Now, Kemp is facing a Trump-backed primary challenge from former Sen. David Perdue, who’s leaning on his ties to the former president to win over the state’s most conservative voters.
Despite having the support of Trump, however, Perdue has yet to pull ahead in the primary. A new poll from The Atlanta Journal-Constitution released on Tuesday shows Kemp with a staggering 26-point lead over Perdue, scoring 53 percent support among likely primary voters.
If that support translates to votes in the May 24 primary election, it would mean that Kemp would clinch the nomination for a second term without having to face a runoff.
A primary loss for Perdue, who jumped into the race in December at Trump’s urging, would likely be seen as a major blow to Trump’s endorsing power.
Democrat Stacey Abrams, meanwhile, isn’t facing any primary opposition.
Alabama GOP Senate primary (May 24)
Rep. Mo Brooks (R-Ala.) was seen as the early favorite to succeed the retiring Sen. Richard Shelby (R) after scoring an early endorsement from Trump last year. But that endorsement never translated to real political support, prompting Trump to withdraw his support from Brooks last month.
The primary now appears to be a head-to-head match-up between former Army pilot Mike Durant and Katie Britt, a former aide to Shelby. Trump hasn’t endorsed a new candidate in the race, but recent polling shows Durant with an advantage.
A survey from The Hill and Nexstar conducted last month after Trump rescinded his endorsement of Brooks showed Durant leading the pack with 33 percent support, while Britt trailed in second place with 23 percent support. Brooks notched only 12 percent in that poll.
Still, that poll found that 52 percent of primary voters said Trump’s backing would make them more likely to support a candidate.
Given Alabama’s deep-red politics, the eventual winner of the primary will be seen as the heavy favorite to win Shelby’s seat in November.
Texas GOP attorney general runoff (May 24)
Texas Attorney General Ken Paxton and state Land Commissioner George P. Bush bested two other Republican candidates in the state’s March 1 primary. But neither managed to break the 50 percent threshold needed to win the GOP nomination outright, pitting them against one another once again in a May 24 runoff.

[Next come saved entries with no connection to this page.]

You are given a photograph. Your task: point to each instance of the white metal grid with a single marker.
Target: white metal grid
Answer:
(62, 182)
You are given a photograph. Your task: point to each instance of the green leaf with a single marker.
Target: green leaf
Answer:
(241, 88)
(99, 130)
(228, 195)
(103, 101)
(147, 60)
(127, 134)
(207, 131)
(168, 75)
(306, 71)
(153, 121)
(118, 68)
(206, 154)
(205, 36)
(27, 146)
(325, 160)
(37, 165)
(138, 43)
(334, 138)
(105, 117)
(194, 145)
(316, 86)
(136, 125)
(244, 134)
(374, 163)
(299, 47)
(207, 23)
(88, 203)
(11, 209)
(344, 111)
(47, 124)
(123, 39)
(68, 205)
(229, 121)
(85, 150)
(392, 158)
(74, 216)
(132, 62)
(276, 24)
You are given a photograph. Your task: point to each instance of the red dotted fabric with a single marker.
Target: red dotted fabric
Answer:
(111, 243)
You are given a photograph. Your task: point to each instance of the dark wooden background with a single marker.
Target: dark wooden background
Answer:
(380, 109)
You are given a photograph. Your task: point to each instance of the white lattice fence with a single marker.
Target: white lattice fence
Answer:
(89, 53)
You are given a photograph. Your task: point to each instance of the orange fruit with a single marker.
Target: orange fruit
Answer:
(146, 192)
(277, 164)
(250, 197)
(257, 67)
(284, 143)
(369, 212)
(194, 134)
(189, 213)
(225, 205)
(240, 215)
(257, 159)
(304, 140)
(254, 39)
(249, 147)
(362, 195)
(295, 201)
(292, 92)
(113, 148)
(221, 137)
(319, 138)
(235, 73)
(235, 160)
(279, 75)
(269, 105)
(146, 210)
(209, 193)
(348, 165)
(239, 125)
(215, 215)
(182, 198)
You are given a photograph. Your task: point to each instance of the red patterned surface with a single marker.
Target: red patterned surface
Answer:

Paxton is seen as the favorite in the runoff, having won roughly 20 percent more of the vote than Bush did in the March 1 primary. He also has the endorsement of Trump.
Still, Paxton faces some challenges. Bush has attacked him relentlessly for months over a years-old securities fraud indictment, as well as a more recent FBI investigation into abuse-of-office allegations.
Bush faces an uphill battle for the nomination in the runoff. Nevertheless, he and other opponents of Paxton have warned that the incumbent attorney general’s legal issues could jeopardize the office for Republicans come November.